L’altro bavaglio, sms dal lager nel deserto: noi innocenti, non fateci morire

Voci dall’inferno. Un appello disperato, una angosciante richiesta di aiuto. Non ascoltarla significa essere complici dei carnefici. Poche righe che danno conto di una situazione drammatica. Quella dei 200 eritrei deportati nel lager di Brak, nel sud della Libia. «Signore, signori, questo messaggio di disperazione proviene da 200 eritrei che stanno morendo nel deserto del Sahara, in Libia.

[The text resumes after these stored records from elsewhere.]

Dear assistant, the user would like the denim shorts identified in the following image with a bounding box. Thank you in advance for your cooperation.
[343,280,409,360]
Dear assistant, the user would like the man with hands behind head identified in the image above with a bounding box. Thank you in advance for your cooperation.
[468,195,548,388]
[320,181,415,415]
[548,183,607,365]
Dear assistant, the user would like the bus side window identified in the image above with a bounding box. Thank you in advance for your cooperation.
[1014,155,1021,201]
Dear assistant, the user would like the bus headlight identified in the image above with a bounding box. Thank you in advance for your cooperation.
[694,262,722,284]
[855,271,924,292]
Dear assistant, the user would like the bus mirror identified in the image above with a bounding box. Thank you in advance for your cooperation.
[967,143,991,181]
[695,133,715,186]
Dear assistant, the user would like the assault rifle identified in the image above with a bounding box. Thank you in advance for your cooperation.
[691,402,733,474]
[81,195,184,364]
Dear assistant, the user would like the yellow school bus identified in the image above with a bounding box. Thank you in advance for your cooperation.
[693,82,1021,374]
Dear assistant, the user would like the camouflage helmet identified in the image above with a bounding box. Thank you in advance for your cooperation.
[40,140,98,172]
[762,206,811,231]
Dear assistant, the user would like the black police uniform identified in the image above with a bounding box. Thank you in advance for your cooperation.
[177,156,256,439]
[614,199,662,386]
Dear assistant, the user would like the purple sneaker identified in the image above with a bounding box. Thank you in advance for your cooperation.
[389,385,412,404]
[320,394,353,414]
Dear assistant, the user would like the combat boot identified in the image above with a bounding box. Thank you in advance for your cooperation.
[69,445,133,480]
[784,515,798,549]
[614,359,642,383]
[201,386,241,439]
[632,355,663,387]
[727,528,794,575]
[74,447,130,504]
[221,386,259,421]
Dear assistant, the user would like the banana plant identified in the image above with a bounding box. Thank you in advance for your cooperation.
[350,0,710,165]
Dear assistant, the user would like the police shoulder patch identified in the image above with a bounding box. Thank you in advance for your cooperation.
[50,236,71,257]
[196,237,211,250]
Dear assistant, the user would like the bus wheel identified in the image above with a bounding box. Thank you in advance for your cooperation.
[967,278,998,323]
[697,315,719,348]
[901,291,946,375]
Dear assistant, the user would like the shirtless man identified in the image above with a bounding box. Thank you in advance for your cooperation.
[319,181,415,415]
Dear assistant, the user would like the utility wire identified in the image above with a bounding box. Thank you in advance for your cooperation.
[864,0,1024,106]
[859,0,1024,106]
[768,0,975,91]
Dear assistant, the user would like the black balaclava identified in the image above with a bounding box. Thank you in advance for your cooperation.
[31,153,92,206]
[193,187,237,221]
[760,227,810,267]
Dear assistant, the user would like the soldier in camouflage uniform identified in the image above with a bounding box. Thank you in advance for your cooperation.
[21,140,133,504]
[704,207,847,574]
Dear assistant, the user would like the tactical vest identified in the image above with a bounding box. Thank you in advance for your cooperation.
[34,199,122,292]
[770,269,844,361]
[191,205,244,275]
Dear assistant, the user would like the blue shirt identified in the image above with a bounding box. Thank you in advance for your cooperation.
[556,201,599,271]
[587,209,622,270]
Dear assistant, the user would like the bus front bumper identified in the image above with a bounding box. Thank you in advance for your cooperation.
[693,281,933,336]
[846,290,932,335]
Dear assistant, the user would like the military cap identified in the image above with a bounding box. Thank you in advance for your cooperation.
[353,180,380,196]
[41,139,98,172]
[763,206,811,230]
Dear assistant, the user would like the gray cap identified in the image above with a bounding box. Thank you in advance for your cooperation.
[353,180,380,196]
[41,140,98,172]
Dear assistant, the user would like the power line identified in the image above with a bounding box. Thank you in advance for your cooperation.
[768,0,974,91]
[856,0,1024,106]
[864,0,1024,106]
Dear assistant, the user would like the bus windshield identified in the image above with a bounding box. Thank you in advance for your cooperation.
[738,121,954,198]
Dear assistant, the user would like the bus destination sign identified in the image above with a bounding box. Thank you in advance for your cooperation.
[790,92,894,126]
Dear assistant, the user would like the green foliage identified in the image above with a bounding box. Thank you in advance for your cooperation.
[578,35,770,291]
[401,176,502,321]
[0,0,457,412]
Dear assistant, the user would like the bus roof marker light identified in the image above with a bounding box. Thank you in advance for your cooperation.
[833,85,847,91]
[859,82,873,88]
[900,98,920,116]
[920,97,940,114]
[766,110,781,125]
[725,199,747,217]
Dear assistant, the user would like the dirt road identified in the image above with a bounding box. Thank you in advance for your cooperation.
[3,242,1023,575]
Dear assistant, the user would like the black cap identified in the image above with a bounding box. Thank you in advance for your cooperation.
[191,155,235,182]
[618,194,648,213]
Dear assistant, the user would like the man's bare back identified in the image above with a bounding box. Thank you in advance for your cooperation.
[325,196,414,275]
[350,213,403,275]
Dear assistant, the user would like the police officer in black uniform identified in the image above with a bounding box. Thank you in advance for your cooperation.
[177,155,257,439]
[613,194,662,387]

Siamo colpiti da malattie contagiose, la tortura è una pratica comune e, quel che è peggio, siamo rinchiusi in celle sotterranee dove la temperatura supera i 40°. Stiamo soffrendo e morendo. Questi profughi innocenti stanno perdendo la speranza e rischiano la morte. Perché dovremmo morire nel deserto dopo essere fuggiti dal nostro Paese dove venivamo torturati e uccisi? Vi preghiamo di far sapere al mondo che non vogliamo morire qui e che siamo allo stremo. Vogliamo un luogo di accoglienza più sicuro. Vi preghiamo di inoltrare questo messaggio alle organizzazioni umanitarie interessate».